I believe that, whatsoever is the saint's only rule of life, the saint is under that rule; subject to that rule, he must be obedient to that rule, walk by that rule, work by that rule, and live by that rule. And if the law of Moses be that rule, the saint is under the law; subject to the law; his obedience is the obedience of the law; he walks in the letter of the law; his works are the works of the law; and he that does these things contained in the law, shall live in them. And, if this be true, the ministers of the letter are right: Moses's disciples, and all the ministers of circumcision who opposed the gospel, were the only orthodox men; and, consequently, all the apostle's charges against them were groundless and unjust.

I believe that the gospel furnishes the believer with every thing he wants, and with his only and all-sufficient rule of life also; or else he could not, with propriety, be said to be under grace, subject to the gospel, obedient to the faith, a walker in newness of life, a worker of righteousness by faith, and one who lives by the faith of the Son of God.

I believe that a true servant of the Lord is called a minister of the Spirit, a minister of Christ, a preacher of the gospel, an ambassador of peace, a steward of grace, and an evangelist; and that

every one who enforces the necessity and sufficiency of the Spirit, that makes Christ Jesus the Lord all in all, as Paul did, preaches the gospel in all its branches, and makes full proof of it; that enforces peace, between God and conscience, by faith in a Saviour's blood; holds forth the word of life, as a good steward of the manifold grace of God; and who leads people unto Christ Jesus, enforces union with him, liberty in him by the Spirit, a close walk with him, heavenlymindedness, and joy and peace in believing; are the persons who have a right to the above titles, and none else.

I believe that the reason of so many persons making shipwreck of their confession of faith, and apostatising from their profession of it, is because they had no other bond to hold them to it but the bondage of the law, nor any other rule to walk by but the commandments. Had the bond of everlasting love got hold of them, and Paul's gospel rule of eternal life been given them, I believe it would have been otherwise.

I believe that love is the strongest cord of the law of the Spirit of life; and that natural love is the strongest tie of the law of nature. The former keeps Christ and the church together; the latter keeps kings and subjects, fathers and families, together. Where the former is wanting, apostasy is certain; where the latter is wanting, the kingdom and the house will soon be divided,

I believe these words, “To have and to hold,

from this day forward, for better for worse, in sickness and in health, to love and to cherish till death us do part,' are as binding a law as letters can make, and a rule to be observed by every married couple as long as they live; nor can the woman be loosed from that law till her husband be dead; then, but not till then, is she free.

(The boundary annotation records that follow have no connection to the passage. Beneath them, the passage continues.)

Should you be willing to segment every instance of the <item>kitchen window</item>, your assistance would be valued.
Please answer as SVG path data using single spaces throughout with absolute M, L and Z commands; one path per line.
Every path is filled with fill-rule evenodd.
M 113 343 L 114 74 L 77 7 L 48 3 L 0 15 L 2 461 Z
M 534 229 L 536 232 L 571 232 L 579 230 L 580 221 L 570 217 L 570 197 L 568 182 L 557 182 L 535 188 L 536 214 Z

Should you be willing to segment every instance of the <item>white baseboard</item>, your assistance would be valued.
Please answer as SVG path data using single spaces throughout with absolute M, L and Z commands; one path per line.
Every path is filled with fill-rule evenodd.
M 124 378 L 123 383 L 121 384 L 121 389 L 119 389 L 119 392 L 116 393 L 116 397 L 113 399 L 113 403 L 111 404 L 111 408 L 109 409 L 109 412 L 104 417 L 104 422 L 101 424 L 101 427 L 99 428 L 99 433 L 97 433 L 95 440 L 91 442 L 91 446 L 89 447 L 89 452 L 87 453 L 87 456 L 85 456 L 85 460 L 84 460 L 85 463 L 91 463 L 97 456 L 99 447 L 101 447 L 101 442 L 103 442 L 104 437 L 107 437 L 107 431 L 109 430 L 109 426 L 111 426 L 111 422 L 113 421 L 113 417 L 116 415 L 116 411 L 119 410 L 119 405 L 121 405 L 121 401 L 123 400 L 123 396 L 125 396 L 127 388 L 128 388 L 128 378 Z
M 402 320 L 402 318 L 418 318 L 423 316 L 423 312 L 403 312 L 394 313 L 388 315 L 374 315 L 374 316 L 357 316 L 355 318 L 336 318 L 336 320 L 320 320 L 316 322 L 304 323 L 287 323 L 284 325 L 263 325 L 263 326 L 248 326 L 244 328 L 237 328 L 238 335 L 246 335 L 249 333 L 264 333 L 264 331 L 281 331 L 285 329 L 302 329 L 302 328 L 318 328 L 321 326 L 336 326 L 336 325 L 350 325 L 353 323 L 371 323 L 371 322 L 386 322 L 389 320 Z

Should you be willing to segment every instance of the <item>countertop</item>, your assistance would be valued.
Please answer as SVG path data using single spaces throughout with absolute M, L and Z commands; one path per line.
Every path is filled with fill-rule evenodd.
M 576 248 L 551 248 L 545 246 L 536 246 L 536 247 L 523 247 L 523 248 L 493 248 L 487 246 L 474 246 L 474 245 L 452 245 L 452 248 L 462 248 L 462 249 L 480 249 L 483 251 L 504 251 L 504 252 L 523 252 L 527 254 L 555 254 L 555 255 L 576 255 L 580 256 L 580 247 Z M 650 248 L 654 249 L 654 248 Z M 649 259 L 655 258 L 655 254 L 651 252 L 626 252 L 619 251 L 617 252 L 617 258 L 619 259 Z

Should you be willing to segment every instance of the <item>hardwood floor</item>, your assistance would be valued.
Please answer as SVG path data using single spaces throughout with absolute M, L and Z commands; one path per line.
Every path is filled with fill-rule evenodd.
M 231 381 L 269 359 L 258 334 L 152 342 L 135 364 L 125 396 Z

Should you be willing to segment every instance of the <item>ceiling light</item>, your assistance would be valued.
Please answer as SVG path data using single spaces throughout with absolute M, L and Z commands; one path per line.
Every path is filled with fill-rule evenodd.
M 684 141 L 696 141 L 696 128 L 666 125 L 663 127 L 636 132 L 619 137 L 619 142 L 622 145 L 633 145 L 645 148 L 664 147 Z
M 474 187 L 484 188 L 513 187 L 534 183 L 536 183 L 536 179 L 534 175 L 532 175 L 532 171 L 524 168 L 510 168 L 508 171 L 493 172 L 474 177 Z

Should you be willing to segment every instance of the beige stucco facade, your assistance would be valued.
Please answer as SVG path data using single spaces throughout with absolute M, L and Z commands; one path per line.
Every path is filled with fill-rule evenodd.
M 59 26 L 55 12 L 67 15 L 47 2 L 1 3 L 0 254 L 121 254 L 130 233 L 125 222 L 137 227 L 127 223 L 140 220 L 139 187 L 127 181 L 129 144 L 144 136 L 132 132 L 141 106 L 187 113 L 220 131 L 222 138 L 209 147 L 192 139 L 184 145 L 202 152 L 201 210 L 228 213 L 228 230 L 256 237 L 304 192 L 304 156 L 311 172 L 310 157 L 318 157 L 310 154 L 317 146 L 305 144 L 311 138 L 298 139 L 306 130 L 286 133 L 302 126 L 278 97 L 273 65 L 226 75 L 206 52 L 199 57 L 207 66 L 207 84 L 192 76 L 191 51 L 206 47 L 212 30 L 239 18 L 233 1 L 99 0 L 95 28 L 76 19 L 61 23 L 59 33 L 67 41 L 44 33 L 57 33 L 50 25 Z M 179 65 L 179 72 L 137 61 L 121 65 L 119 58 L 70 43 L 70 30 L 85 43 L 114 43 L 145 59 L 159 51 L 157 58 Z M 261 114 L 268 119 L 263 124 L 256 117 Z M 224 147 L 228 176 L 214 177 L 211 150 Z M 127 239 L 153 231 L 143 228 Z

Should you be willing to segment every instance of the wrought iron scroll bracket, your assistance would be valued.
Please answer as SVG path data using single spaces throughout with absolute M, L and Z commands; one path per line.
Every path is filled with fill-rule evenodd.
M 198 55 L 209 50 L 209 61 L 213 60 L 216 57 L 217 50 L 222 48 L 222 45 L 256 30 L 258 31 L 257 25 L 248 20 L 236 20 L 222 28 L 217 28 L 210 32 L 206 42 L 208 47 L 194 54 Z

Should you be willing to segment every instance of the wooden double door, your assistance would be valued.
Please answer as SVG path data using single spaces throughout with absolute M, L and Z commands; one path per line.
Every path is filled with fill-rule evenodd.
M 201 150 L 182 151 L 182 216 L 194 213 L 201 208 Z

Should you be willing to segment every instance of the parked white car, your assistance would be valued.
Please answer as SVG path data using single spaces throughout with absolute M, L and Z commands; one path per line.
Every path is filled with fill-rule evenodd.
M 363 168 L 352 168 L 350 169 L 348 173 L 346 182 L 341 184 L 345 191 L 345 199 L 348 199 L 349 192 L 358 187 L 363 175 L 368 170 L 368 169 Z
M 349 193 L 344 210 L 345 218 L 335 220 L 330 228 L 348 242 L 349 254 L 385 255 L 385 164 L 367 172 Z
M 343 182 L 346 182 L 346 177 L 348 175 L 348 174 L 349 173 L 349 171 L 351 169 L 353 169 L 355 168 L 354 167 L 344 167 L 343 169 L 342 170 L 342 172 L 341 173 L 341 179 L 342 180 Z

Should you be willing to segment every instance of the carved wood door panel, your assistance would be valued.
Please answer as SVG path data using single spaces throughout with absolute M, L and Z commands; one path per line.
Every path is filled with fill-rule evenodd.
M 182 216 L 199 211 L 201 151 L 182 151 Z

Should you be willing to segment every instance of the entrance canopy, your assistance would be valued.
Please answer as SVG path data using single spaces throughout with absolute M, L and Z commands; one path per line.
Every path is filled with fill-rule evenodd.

I believe that no couple fulfil this covenant engagement, or live up to this rule, but those who, in heart, sincerely love one another; for if love works no ill to a neighbour, it can work none to a wife or husband, who are the nearest, and ought to be the dearest, of all neighbours.

I believe the only reason of so many divorces in the world, unfaithfulness, inconstancy, and treacherous elopements, among married people, is because they have no other yoke than the letter of their covenant, no binding ties to keep them within bounds, but that; no rule to live or walk by but the law of marriage, which is too weak, through the lust of the flesh, to make some men constant; and too weak, through the same, to keep some wives either chaste or frugal.

I believe that, where there are the strong ties of mutual affection, my lady will never abandon her lord, nor yield to the intrigues or artifice of the worst of thieves; it is for want of this that his grace's eye is not satisfied with his duchess, and for the same reason my lady is as rottenness in her lord's bones, Prov. xii. 4.